The managing director of a soon-to-be privatised railway company has told a commuter that it is all right to board a train without a ticket, if they would have to queue for more than 15 minutes to buy one.

Peter Field, managing director of South West Trains, has decreed that it is "unreasonable" to expect people to queue for 15 minutes for a ticket, in a letter obtained by Labour MP Brian Wilson.

South West Trains took the decision to allow Lord Sterling, chairman of P&O and a government adviser, exemption from a penalty fare last month, after he complained that he had boarded a train without a ticket because the queues at Waterloo station were too long.

In order to clamp down on fare-dodging, British Rail has long insisted passengers must have a ticket before boarding, rather than paying on the train.

Lord Sterling, intercepted when travelling first class to Haslemere, telephoned Mr Field the next day, who cancelled the penalty fare and ordered all computer records be deleted to avoid "embarrassment" to a VIP passenger.
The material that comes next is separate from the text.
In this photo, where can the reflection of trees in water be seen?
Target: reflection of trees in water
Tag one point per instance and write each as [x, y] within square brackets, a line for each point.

Now Mr Field has told a commuter who protested about the treatment of Lord Sterling: "The onus is on us to provide care of purchase of a ticket, which we failed to do for Lord Sterling. It is unreasonable in my view to have to queue for 15 minutes for a ticket."

Mr Wilson said the letter threw the rules on fare-dodging into confusion. He said: "Anyone can now say they didn't wait for a ticket because they thought it would take 15 minutes. The next question is whether this amazing get-out clause applies only to South West Trains or to the whole railway network."

He added: "If the new Sterling Doctrine is to be widely applied, somebody had better start defining what a 15-minute queue looks like. If you see a New Zealand flag on a backpack in front of you, does that count as 10 minutes?"